LSPs partnering with proxy technology providers are better equipped to open new markets and establish multiple relationships with new clients. This model creates a symbiotic relationship between the parties and provides end clients with flexibility that “avoids being locked into a relationship that may not work at some point or charges fees where they need not exist,” as noted by Frederick Marx, CEO of Keylingo LLC, an LSP that is partnering with Easyling.
From Nimdzi’s conversations with the enterprise-level customers from multiple domains, it’s visible that for localization managers at an enterprise, it can be hard to make a case for localization to become a top-of-mind priority at the company (rather than an afterthought).
There’s a new tool designed exactly to help build such a case — by providing a way to measure the level of translation and language consistency of any chosen website. A spin-off from Xillio, LocHub, won the 10th Process Innovation Challenge at LocWorld 2021 for its newly launched localization testing platform LocHub Insights.
LocHub provides one-click analytics of multilingual websites to show errors that negatively impact digital customer journeys — all delivered via a centralized dashboard. The data generated by the tool highlights areas for improvement, especially in relation to SEO and user experience (UX). Localization managers can use the numerical data and specific action items suggested by LocHub to open a discussion with their marketing departments and major stakeholders and bring localization up to where it needs to be. The goal is to improve the overall performance of their multilingual websites, enhance visitors' experience and improve lead conversions.
At Nimdzi, we found that many product manufacturers have adopted DITA-based authoring. DITA is an open standard with multiple implementations. Besides independent companies like Ixiasoft, IBM, and PTC, language service providers Transperfect and RWS (and formerly SDL) also own DITA-compatible CMS. In DITA, disparate topics are authored separately and combined through a so-called ditamap, which combines the various topics into a publication. DITA files are standard XML, so after all, what’s the problem?
Working with enterprise customers, we have seen two problems:
One of the practical problems of the XSL transformation approach we noticed is that there is a shortage of XSL technical expertise among localization engineers.
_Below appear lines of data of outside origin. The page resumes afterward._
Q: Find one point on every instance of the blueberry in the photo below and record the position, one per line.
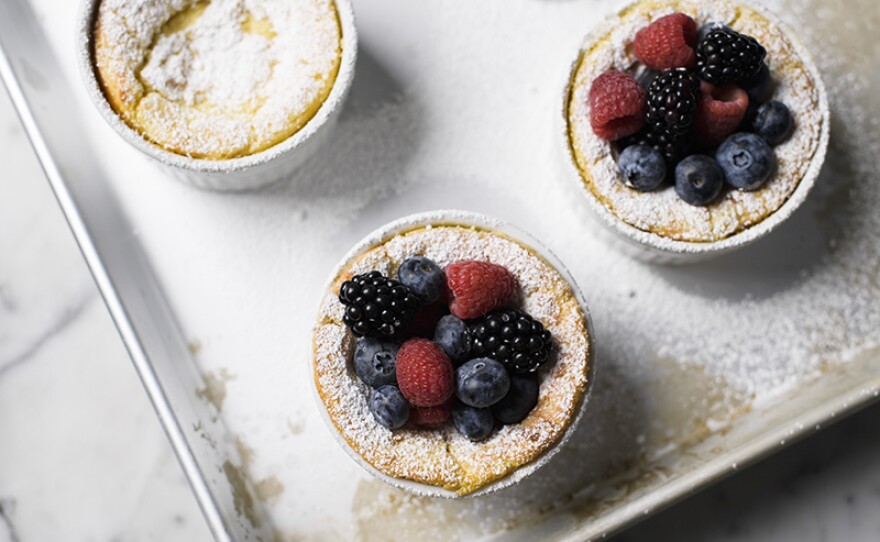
(474, 423)
(773, 122)
(375, 362)
(389, 407)
(423, 277)
(746, 159)
(698, 179)
(758, 85)
(481, 382)
(704, 30)
(519, 401)
(641, 167)
(454, 338)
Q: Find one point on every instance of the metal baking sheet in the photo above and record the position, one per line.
(700, 370)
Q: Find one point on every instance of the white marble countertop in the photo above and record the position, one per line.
(82, 456)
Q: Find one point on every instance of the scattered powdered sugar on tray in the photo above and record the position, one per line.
(662, 211)
(444, 457)
(446, 114)
(218, 79)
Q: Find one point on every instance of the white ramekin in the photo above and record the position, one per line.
(462, 218)
(247, 172)
(656, 248)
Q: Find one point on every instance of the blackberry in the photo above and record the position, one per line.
(512, 337)
(377, 306)
(726, 55)
(672, 106)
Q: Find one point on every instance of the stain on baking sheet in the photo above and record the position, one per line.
(214, 390)
(632, 424)
(241, 495)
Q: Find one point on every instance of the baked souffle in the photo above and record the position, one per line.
(451, 356)
(694, 120)
(216, 80)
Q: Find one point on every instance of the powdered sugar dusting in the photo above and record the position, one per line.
(663, 212)
(221, 79)
(445, 458)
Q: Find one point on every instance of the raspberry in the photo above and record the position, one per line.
(478, 287)
(668, 43)
(424, 373)
(431, 417)
(617, 105)
(719, 111)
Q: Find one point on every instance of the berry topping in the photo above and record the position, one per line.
(431, 417)
(773, 122)
(375, 362)
(389, 407)
(746, 160)
(641, 167)
(672, 101)
(671, 150)
(376, 305)
(759, 85)
(519, 401)
(424, 373)
(514, 338)
(478, 287)
(454, 338)
(474, 423)
(425, 320)
(647, 77)
(719, 111)
(617, 105)
(698, 180)
(725, 55)
(423, 277)
(481, 382)
(668, 43)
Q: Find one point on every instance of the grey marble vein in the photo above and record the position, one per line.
(68, 316)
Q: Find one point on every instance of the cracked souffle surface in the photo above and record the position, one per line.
(445, 458)
(220, 79)
(662, 212)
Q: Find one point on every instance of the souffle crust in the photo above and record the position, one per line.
(220, 79)
(444, 458)
(662, 212)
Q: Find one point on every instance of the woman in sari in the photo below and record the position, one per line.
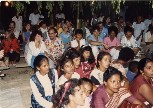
(110, 94)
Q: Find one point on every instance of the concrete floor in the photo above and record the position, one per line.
(15, 91)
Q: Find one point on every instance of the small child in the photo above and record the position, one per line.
(132, 70)
(43, 83)
(87, 60)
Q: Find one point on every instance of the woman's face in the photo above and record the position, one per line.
(69, 67)
(86, 54)
(112, 34)
(105, 61)
(79, 97)
(38, 38)
(148, 69)
(113, 84)
(76, 62)
(44, 68)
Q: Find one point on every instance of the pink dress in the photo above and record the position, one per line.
(110, 43)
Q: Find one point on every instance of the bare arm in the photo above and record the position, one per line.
(147, 93)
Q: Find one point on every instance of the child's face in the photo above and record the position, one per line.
(86, 54)
(76, 62)
(68, 67)
(105, 61)
(44, 68)
(128, 34)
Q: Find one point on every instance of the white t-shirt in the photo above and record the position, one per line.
(34, 18)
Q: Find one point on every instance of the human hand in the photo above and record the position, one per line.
(1, 53)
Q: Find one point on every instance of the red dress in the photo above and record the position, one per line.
(136, 84)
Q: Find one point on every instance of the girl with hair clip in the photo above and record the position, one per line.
(70, 95)
(43, 83)
(74, 55)
(87, 60)
(103, 62)
(67, 71)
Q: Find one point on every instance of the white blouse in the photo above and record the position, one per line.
(46, 83)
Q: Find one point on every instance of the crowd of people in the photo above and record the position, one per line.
(88, 67)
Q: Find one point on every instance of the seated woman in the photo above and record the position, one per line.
(35, 47)
(112, 42)
(142, 85)
(70, 95)
(11, 48)
(110, 94)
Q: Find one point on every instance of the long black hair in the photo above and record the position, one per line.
(84, 48)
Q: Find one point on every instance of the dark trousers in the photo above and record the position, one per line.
(14, 56)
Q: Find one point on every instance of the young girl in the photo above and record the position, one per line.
(26, 33)
(87, 60)
(103, 62)
(70, 95)
(43, 83)
(67, 71)
(74, 55)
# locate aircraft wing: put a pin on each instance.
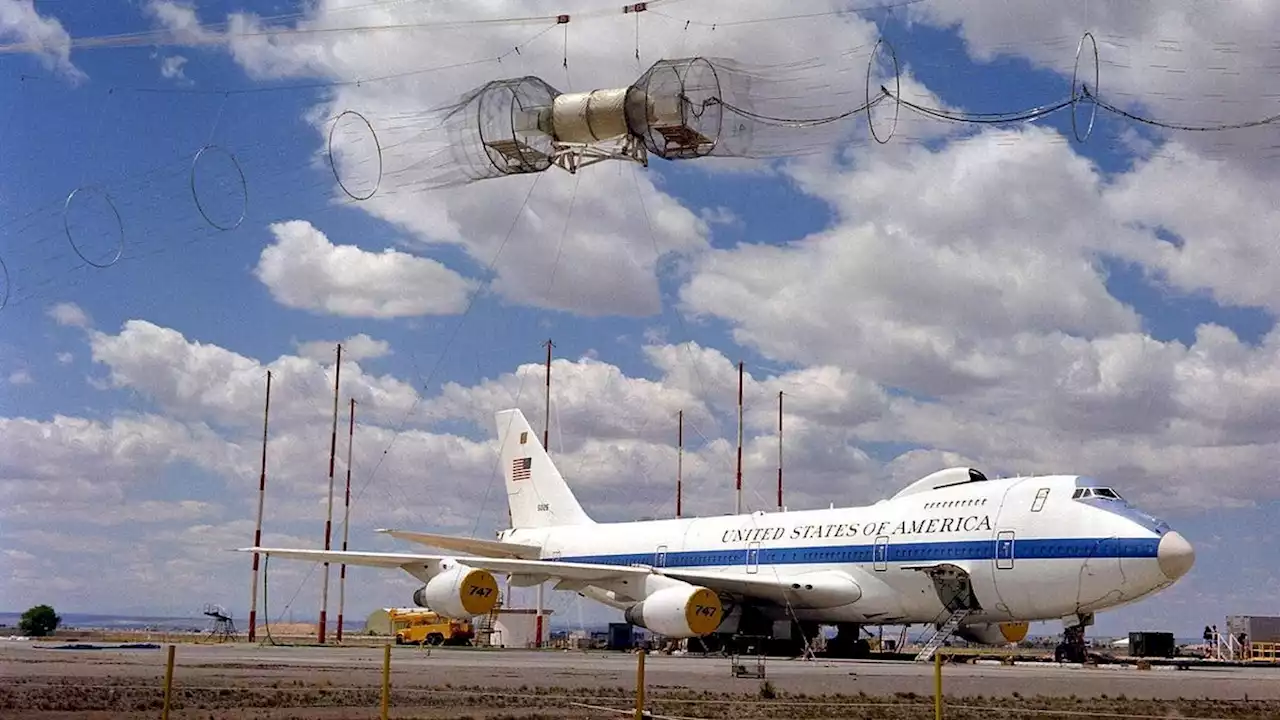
(504, 565)
(490, 548)
(822, 587)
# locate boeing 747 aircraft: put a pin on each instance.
(973, 556)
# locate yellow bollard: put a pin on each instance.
(387, 679)
(937, 686)
(168, 684)
(640, 686)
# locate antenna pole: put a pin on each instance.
(780, 451)
(547, 417)
(680, 459)
(257, 528)
(739, 483)
(328, 520)
(346, 518)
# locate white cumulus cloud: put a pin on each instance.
(304, 269)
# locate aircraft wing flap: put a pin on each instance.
(504, 565)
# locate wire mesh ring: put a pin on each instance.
(119, 226)
(333, 163)
(240, 172)
(1075, 95)
(4, 270)
(897, 90)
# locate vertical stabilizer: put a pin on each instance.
(535, 491)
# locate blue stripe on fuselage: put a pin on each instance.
(1038, 548)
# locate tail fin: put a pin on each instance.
(536, 493)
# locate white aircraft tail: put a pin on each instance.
(536, 492)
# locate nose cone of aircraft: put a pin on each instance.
(1174, 555)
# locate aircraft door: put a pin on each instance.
(880, 555)
(1005, 550)
(1005, 577)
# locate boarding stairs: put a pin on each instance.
(942, 634)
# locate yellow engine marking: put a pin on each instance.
(479, 592)
(704, 613)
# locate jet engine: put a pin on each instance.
(679, 611)
(458, 592)
(995, 633)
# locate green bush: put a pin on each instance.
(39, 621)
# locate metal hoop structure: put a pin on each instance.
(333, 164)
(1075, 95)
(119, 224)
(897, 91)
(195, 195)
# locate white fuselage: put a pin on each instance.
(1031, 550)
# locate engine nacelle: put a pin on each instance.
(679, 611)
(458, 592)
(995, 633)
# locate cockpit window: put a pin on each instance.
(1096, 492)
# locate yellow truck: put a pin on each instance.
(430, 628)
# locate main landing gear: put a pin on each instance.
(849, 642)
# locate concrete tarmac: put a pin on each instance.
(348, 666)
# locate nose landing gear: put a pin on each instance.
(1073, 647)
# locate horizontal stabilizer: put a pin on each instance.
(475, 546)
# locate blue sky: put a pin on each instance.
(1001, 296)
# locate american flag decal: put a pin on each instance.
(520, 468)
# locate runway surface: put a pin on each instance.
(576, 669)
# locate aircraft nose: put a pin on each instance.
(1174, 555)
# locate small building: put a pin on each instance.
(517, 627)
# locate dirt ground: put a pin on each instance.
(241, 680)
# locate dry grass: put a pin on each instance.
(31, 697)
Another important factor is that the terminology that translation uses should be the terminology that writers define and use, yet it's rare that editors of this kind would be integrated with any terminology engine. This is an area for integration in the future.
Even though we’ve managed to cover a lot of developments in language technology in this year’s report, there’s much more we weren’t even able to mention (check out the rapidly increasing amount of connectors and integrations being added to all major TMS, for instance, or MT for user-generated content), as so much is happening in this sphere right now. Whether or not you share our enthusiasm about language technology, in recent years we’ve seen significant progress and success in AI with NLP systems and various language models. New language systems are a powerful tool for humans to breach the boundaries of multilingual communication. For better performance and results, though, humans should stay “in the loop.”